イベントパターンは、EventBridge が受信イベントをターゲットにルーティングする前に満たすべき条件を定義します。さまざまなソースから構造の異なるイベントが到着する場合、ダウンストリーム処理に関連するイベントのみを選択する必要があります。イベントパターンは、一致させるフィールドと値を指定する JSON オブジェクトです。EventBridge は各受信イベントをパターンと比較し、一致したイベントのみを転送します。

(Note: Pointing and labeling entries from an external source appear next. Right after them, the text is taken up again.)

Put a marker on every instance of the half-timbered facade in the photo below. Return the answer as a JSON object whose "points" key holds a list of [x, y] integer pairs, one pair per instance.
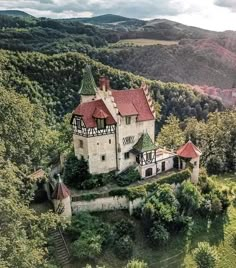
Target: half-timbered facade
{"points": [[114, 129]]}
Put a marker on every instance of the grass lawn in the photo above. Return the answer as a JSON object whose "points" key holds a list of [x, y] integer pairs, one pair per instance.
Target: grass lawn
{"points": [[148, 42], [178, 251]]}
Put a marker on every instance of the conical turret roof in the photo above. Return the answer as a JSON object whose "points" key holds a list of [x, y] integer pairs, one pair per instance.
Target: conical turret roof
{"points": [[189, 150], [88, 85]]}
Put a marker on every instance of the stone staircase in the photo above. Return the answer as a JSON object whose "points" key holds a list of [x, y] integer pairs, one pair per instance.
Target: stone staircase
{"points": [[62, 251]]}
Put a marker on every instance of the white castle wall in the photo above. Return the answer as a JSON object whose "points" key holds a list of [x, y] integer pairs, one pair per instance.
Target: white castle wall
{"points": [[107, 204], [135, 129], [94, 148], [101, 204]]}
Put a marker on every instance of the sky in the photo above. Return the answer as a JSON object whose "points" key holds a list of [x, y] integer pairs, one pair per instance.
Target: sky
{"points": [[216, 15]]}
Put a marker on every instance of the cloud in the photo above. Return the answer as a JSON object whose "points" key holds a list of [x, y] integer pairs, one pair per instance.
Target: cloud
{"points": [[131, 8], [202, 13], [231, 4]]}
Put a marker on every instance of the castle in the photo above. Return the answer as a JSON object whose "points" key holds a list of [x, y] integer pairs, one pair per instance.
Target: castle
{"points": [[115, 129]]}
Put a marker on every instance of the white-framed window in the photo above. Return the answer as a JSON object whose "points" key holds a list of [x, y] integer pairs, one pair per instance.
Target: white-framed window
{"points": [[128, 120], [79, 123], [126, 155], [101, 123]]}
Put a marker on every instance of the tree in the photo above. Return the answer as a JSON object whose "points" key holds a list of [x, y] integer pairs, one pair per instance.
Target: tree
{"points": [[136, 264], [158, 234], [89, 245], [171, 135], [76, 171], [189, 197], [23, 233], [21, 128], [205, 256]]}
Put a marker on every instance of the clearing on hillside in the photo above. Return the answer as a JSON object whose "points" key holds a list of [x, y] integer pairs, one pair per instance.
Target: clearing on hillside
{"points": [[148, 42]]}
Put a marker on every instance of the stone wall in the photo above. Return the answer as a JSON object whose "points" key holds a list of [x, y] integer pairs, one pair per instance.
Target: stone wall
{"points": [[106, 204]]}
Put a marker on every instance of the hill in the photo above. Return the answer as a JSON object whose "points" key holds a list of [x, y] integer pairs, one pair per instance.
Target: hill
{"points": [[198, 62], [14, 13], [193, 55], [54, 82]]}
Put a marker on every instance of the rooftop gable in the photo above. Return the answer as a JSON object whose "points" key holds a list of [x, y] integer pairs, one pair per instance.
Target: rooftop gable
{"points": [[144, 144], [133, 102], [189, 150], [89, 110]]}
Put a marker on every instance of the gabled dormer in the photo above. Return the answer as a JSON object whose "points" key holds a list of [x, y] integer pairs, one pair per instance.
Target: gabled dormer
{"points": [[88, 87]]}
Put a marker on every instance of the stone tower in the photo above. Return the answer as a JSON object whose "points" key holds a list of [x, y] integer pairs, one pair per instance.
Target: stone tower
{"points": [[190, 152], [61, 199]]}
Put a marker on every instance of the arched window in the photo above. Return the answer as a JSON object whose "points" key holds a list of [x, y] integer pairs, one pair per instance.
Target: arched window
{"points": [[148, 172]]}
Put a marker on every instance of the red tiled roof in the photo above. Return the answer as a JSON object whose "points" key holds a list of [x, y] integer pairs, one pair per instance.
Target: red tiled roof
{"points": [[87, 110], [131, 102], [99, 113], [189, 150], [60, 192]]}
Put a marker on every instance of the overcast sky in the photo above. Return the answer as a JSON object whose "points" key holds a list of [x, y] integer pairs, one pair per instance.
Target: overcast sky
{"points": [[209, 14]]}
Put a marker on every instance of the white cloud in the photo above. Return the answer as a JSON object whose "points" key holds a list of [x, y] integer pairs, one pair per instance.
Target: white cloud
{"points": [[210, 14]]}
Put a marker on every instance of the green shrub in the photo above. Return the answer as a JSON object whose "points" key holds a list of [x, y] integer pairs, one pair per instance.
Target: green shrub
{"points": [[128, 176], [136, 264], [205, 256], [123, 247], [178, 177], [234, 239], [88, 246], [205, 208], [216, 206], [124, 228], [158, 234], [137, 192], [206, 184], [76, 171], [119, 192], [189, 197], [224, 198]]}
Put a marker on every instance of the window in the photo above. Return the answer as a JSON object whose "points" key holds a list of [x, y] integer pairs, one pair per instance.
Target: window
{"points": [[78, 123], [163, 166], [81, 144], [128, 140], [128, 120], [101, 123], [149, 156], [127, 155], [148, 172]]}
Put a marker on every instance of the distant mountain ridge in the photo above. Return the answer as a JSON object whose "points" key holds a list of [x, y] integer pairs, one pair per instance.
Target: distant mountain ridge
{"points": [[15, 13]]}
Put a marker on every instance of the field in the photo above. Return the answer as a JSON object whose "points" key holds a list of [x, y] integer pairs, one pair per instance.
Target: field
{"points": [[148, 42], [178, 252]]}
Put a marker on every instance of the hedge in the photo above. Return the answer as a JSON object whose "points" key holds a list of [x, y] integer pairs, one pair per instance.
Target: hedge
{"points": [[141, 191]]}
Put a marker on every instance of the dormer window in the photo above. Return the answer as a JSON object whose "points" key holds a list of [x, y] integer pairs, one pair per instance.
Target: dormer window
{"points": [[78, 123], [101, 123], [128, 120]]}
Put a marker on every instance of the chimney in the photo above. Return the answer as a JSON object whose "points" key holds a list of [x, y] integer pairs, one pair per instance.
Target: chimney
{"points": [[104, 83]]}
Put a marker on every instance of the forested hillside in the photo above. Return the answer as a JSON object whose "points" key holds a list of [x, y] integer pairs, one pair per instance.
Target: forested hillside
{"points": [[199, 56], [54, 81]]}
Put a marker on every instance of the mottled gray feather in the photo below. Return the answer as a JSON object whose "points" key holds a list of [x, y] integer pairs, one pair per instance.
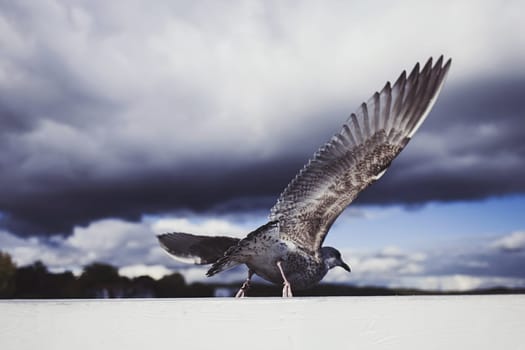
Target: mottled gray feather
{"points": [[196, 249], [357, 156]]}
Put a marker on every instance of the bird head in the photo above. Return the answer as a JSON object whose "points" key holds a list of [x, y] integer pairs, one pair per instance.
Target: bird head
{"points": [[332, 258]]}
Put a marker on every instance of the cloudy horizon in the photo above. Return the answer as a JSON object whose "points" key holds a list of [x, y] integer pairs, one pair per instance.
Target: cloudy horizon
{"points": [[121, 120]]}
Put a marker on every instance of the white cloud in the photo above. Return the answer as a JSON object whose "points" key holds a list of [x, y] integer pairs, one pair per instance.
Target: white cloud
{"points": [[155, 271], [512, 242]]}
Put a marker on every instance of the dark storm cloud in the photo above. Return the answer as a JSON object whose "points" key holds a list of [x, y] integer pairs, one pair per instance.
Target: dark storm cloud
{"points": [[58, 201], [112, 109]]}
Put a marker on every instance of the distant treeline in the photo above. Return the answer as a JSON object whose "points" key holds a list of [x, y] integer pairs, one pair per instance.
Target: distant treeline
{"points": [[100, 280]]}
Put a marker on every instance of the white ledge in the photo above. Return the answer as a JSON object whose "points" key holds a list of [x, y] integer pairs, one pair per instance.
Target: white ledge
{"points": [[404, 322]]}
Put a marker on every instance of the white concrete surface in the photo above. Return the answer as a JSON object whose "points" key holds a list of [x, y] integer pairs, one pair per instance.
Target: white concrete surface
{"points": [[429, 322]]}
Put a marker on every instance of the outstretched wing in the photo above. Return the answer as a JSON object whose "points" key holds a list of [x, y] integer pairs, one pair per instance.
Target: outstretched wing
{"points": [[194, 249], [357, 156]]}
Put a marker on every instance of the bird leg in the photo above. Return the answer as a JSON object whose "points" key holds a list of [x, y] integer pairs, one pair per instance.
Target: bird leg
{"points": [[245, 286], [287, 289]]}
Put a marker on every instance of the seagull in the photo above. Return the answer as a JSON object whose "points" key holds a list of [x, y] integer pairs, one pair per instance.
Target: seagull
{"points": [[289, 249]]}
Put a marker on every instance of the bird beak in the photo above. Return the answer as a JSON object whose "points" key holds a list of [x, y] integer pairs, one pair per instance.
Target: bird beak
{"points": [[345, 266]]}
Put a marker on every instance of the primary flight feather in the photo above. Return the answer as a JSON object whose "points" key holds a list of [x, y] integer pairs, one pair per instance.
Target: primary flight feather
{"points": [[288, 249]]}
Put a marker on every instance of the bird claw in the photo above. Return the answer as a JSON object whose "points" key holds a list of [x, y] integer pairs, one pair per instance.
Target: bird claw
{"points": [[287, 290], [241, 293]]}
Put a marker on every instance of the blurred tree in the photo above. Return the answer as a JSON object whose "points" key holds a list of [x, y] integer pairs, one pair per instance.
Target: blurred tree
{"points": [[7, 275], [31, 281], [171, 286], [101, 280]]}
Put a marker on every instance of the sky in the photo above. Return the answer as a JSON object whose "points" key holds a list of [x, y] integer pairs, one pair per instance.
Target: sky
{"points": [[121, 120]]}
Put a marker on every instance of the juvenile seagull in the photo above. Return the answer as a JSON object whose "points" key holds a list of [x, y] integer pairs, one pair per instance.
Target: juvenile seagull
{"points": [[288, 249]]}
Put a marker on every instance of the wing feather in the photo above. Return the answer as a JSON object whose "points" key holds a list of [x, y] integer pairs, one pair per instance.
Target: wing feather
{"points": [[357, 156], [200, 250]]}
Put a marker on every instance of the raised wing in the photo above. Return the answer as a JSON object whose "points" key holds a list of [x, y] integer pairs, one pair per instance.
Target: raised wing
{"points": [[357, 156], [194, 249]]}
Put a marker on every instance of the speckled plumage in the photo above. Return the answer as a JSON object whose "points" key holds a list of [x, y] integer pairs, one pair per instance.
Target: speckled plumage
{"points": [[352, 160]]}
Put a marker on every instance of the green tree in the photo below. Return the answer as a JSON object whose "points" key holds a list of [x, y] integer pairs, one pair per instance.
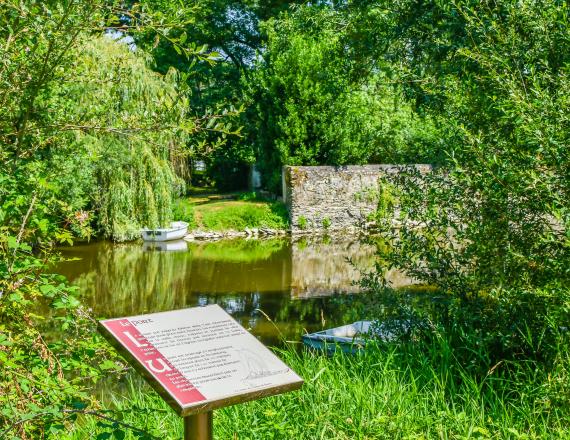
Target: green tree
{"points": [[497, 213], [85, 127], [316, 103]]}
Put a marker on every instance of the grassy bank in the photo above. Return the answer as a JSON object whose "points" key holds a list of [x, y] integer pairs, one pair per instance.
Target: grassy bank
{"points": [[231, 212], [404, 392]]}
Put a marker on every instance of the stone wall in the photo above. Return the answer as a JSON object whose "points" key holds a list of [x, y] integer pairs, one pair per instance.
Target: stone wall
{"points": [[334, 197]]}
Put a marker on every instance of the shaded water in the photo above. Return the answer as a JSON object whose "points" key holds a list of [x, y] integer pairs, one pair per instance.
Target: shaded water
{"points": [[296, 284]]}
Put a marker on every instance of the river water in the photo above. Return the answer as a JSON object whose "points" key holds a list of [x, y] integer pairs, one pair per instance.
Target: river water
{"points": [[277, 288]]}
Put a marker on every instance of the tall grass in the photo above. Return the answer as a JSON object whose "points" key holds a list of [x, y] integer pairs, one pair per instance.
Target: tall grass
{"points": [[407, 391]]}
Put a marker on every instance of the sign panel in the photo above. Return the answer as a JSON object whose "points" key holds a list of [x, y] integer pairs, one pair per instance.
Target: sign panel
{"points": [[200, 358]]}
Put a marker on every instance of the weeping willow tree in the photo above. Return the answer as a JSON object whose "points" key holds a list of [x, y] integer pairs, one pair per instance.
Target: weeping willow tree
{"points": [[130, 131]]}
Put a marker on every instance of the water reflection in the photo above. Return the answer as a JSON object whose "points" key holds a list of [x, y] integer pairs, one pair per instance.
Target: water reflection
{"points": [[289, 281]]}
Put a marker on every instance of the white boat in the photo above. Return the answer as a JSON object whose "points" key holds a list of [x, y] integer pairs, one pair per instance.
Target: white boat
{"points": [[165, 246], [176, 231]]}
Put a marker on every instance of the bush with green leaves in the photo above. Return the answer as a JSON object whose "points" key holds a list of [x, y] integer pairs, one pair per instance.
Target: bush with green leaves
{"points": [[496, 214]]}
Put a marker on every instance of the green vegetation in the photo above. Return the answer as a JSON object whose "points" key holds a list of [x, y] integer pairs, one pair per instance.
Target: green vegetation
{"points": [[238, 251], [223, 215], [317, 104], [385, 393], [98, 139]]}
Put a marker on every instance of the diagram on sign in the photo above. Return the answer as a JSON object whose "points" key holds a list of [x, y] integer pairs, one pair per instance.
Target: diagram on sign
{"points": [[200, 356]]}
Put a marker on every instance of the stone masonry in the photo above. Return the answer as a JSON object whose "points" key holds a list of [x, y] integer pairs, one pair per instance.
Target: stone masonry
{"points": [[334, 197]]}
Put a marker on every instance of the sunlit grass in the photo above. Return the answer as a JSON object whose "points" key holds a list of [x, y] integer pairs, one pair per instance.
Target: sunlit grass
{"points": [[385, 393], [223, 215]]}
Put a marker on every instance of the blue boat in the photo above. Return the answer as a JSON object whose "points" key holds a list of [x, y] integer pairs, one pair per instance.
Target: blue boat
{"points": [[349, 338], [353, 337]]}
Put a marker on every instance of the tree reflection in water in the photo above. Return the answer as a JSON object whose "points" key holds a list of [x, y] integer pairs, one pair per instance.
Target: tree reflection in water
{"points": [[295, 284]]}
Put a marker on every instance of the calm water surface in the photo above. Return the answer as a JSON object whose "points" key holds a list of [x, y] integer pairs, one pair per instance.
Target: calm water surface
{"points": [[297, 284]]}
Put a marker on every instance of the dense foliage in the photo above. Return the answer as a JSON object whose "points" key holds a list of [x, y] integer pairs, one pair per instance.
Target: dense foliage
{"points": [[89, 138], [316, 104]]}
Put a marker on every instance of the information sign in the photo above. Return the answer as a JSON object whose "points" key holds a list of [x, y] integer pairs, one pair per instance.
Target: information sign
{"points": [[199, 359]]}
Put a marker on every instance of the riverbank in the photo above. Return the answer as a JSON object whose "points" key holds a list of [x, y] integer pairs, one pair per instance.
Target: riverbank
{"points": [[398, 392], [227, 214]]}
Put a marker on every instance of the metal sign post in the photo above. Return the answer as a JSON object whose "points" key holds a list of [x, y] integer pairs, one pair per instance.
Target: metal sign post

パターンは、一致させるイベントと同じネスト構造を持つ必要があります。

サポートされる演算子

次の表は、すべてのパターン演算子をまとめたものです。各演算子は、フィールド値として配列で囲まれます。

演算子一致条件構文例
完全一致フィールドが指定された文字列と等しい"source": ["acs.oss"]
prefixフィールド値が文字列で始まる"source": [{"prefix": "acs."}]
suffixフィールド値が文字列で終わる"subject": [{"suffix": ".jpg"}]
containsフィールド値に文字列が含まれる"type": [{"contains": "Normal"}]
anything-butフィールド値が文字列、数値、またはセットと等しくない"state": [{"anything-but": "initializing"}]
anything-but + prefixフィールド値が文字列で始まらない"state": [{"anything-but": {"prefix": "init"}}]
numericフィールド値が数値範囲内にある"c-count": [{"numeric": [">", 0, "<=", 5]}]
cidrIP アドレスが CIDR ブロック内にある (IPv4 のみ)"source-ip": [{"cidr": "10.0.0.0/24"}]
existsイベントにフィールドが存在する、または存在しない"state": [{"exists": false}]
空文字列フィールドが空文字列に等しい"eventVersion": [""]
Nullフィールドが null"responseElements": [null]

マッチングの仕組み

EventBridge は、次の 2 つの論理演算子を使用してパターンを評価します。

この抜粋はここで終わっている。